45I do not share this concern, as it is clear that the applicant has continued to suffer from psychological and cognitive impairments. Ongoing support is warranted. I also highlight the fact that the respondent found it necessary to partially approve this suggested treatment, even though a similar plan had been already been approved. However, even though the respondent chose to partially approve this plan, it is still the applicant's onus to demonstrate that the outstanding amounts are reasonable and necessary. I am satisfied that he has met this onus, in part.
46First, the progress report (dated January 29, 2018) attached to this disputed treatment plan is highly detailed and fulsome in scope. It also appears to be an effective tool to help the applicant and his medical team chart an ever-evolving course of treatment. As such, I am satisfied that the full amount being requested for drafting a further progress report is both reasonable and necessary.

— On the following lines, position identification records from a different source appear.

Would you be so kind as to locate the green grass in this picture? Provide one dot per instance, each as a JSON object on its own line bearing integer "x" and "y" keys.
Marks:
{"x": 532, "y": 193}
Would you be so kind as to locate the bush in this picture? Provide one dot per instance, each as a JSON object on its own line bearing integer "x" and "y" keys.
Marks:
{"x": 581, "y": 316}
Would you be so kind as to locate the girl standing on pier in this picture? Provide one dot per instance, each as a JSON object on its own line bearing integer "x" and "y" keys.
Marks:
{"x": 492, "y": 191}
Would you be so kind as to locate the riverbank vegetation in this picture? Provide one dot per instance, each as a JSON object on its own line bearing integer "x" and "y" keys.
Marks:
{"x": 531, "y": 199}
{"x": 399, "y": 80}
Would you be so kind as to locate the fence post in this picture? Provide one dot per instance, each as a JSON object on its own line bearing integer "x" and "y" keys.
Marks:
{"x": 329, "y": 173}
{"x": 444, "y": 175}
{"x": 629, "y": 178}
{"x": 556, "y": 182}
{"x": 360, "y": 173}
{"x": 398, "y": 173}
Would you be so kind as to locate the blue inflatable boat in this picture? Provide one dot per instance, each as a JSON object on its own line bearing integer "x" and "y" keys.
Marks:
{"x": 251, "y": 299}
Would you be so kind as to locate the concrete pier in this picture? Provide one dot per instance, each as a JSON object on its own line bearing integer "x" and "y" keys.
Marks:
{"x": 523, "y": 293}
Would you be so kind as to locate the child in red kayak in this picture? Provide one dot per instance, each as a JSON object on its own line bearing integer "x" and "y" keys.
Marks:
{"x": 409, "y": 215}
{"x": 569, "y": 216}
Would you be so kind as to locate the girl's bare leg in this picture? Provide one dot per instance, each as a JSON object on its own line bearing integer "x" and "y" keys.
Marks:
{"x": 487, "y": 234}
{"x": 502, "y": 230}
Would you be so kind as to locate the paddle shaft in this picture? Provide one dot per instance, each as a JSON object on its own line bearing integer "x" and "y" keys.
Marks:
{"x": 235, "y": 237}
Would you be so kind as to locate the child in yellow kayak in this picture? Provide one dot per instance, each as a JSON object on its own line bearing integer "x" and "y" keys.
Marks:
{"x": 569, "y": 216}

47Second, as evidenced again by this progress report, the psychotherapy proposed in the plan is a part of a comprehensive, rehabilitation regime. Therefore, so long as the overall amount of treatment being recommended is not excessive, I find it is appropriate to support the proposed treatment program in its entirety. As such, I find the applicant is entitled to the three sessions focused on mental health and addictions, as well as the three denied sessions addressing cognitive skills.
48Finally, I accept that the "Planning/Service" fee is reasonable and necessary. According to the plan, this service will be performed by Dr. Parkinson, who, according to the progress report, is an "adviser" in the applicant's treatment. His treatment regime includes a number of medical practitioners, therefore I am satisfied that some amount of coordination and planning is necessary to address the interdisciplinary nature of the applicant's care. Further, the proposed amount for this service is reasonable.

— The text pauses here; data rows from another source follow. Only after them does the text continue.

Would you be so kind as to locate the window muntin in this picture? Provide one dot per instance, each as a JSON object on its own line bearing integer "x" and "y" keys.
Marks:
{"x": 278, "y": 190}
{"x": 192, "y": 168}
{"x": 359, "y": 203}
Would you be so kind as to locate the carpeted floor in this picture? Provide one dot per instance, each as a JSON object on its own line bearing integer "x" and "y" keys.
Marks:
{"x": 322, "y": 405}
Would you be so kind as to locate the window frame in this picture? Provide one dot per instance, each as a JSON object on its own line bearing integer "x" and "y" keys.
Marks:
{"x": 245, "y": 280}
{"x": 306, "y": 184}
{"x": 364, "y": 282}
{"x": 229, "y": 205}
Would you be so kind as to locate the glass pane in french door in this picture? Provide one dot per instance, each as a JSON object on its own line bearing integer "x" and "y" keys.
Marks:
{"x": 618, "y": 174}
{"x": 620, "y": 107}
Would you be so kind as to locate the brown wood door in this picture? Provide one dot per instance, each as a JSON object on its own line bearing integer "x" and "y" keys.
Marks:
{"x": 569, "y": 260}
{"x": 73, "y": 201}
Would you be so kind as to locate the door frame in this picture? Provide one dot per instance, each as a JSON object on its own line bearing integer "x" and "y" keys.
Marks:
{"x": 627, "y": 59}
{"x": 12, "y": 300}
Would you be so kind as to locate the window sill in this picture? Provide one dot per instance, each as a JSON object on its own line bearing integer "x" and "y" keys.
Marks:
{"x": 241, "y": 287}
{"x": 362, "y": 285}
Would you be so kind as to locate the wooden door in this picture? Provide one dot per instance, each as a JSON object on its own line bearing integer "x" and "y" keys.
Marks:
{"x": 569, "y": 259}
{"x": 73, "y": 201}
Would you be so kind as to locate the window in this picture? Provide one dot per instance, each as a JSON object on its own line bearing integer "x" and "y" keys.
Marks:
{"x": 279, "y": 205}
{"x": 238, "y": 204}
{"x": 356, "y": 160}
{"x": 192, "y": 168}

49However, I do not find that the transportation fees are reasonable and necessary. Once again, it is the applicant's onus of demonstrating that an expense is reasonable and necessary. Yet, I have no indication as to why transportation is necessary (nor is there any indication whether the distances being claimed are compensable under the Schedule). As such, I do not find that his evidentiary onus has been met.
50In sum, I find that the remaining amounts are all payable, except for the transportation fees. The applicant is entitled to an additional $1,353.46.
Psychological Assessment
51Since I have not been provided with a copy of the treatment plan for the disputed psychological assessment, I am, once again, unable to determine what assessment modalities will be used. I am also unable to compare these proposed services against the plan's treatment goals. As such, I am upholding my earlier decision to deny payment for this assessment.
52The applicant noted in his Request for Reconsideration that these plans were all included with his original application to the Tribunal, but this plan was not included with this document.
ORDER
53The applicant's Request for Reconsideration is granted, in part. Specifically, the respondent is ordered to pay for the disputed physiotherapy services and a part of the psychological services. He is not entitled to the psychological assessment. The applicant is also entitled to interest, in accordance with s. 51 of the Schedule.
54The respondent's Request for Reconsideration is dismissed.
Released: April 24, 2020
___________________________________
Craig Mazerolle
Adjudicator
Footnotes
- Effective September 1, 2010, O. Reg. 34/10.